Cassie Schema Migrator >> CaSMa

A few weeks back I started working on a schema migration tool for Apache Cassandra and DataStax Enterprise. Just for context, here are the short definitions of what each of the elements of CaSMa are.

  • cstar-iconApache Cassandra
    • Definition: Apache Cassandra is a free and open-source, distributed, wide column store, NoSQL database management system designed to handle large amounts of data across many commodity servers, providing high availability with no single point of failure.
    • History: Avinash Lakshman, one of the authors of Amazon’s Dynamo, and Prashant Malik initially developed Cassandra at Facebook to power the Facebook inbox search feature. Facebook released Cassandra as an open-source project on Google code in July 2008. In March 2009 it became an Apache Incubator project. On February 17, 2010 it graduated to a top-level project.
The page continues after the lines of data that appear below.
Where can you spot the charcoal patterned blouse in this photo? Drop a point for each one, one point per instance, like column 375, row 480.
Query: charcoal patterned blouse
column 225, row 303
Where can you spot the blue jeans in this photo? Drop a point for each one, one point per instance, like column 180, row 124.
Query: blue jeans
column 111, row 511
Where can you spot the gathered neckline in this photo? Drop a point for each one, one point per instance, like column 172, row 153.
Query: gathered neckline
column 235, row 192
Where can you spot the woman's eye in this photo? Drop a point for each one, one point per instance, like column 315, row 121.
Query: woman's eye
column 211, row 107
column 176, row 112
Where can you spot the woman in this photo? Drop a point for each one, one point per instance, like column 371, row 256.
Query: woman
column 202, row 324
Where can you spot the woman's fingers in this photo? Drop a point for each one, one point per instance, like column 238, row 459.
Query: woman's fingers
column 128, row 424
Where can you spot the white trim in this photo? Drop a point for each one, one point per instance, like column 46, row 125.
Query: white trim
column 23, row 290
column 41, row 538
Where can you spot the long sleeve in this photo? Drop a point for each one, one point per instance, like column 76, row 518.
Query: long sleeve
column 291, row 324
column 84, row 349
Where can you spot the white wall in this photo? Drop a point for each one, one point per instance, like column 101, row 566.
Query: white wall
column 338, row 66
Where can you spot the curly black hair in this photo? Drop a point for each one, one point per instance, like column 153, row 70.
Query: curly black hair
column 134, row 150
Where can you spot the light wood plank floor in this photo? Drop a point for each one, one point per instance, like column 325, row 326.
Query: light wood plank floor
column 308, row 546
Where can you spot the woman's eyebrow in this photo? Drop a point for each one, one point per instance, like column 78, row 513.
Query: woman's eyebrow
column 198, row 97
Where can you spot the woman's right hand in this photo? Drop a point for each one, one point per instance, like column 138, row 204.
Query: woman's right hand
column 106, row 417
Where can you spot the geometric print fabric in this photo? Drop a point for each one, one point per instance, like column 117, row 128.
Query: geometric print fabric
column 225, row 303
Facebook developers named their database after the Trojan mythological prophet Cassandra, with classical allusions to a curse on an oracle.
  • dse-logoDataStax Enterprise
    • Definition: DataStax Enterprise, or routinely just referred to as DSE, is an extended version of Apache Cassandra with multi-model capabilities around graph, search, analytics, and other features like security capabilities and a core data engine 2x speed improvement.
    • History: DataStax was formed in 2009 by Jonathan Ellis and Matt Pfeil and originally named Riptano. In 2011 Riptano changes names to DataStax. For more history check out the Wikipedia page or company page for a timeline of events.
  • command-toolsSchema Migration
    • Definition:In software engineering, schema migration (also database migration, database change management) refers to the management of incremental, reversible changes to relational database schemas. A schema migration is performed on a database whenever it is necessary to update or revert that database’s schema to some newer or older version. Migrations are generally performed programmatically by using a schema migration tool. When invoked with a specified desired schema version, the tool automates the successive application or reversal of an appropriate sequence of schema changes until it is brought to the desired state.
    • Addition reference and related materials:

iconmonstr-twitch-5Over the next dozen weeks or so as I work on this application via the DataStax Devs Twitch stream (next coding session events list) I’ll also be posting some blog posts in parallel about schema migration and my intent to expand on the notion of schema migration specifically for multi-model databases and larger scale NoSQL systems; namely Apache Cassandra and DataStax Enterprise. Here’s a shortlist for the next three episodes;

The other important pieces include the current code base on Github, the continuous integration build, and the tasks and issues.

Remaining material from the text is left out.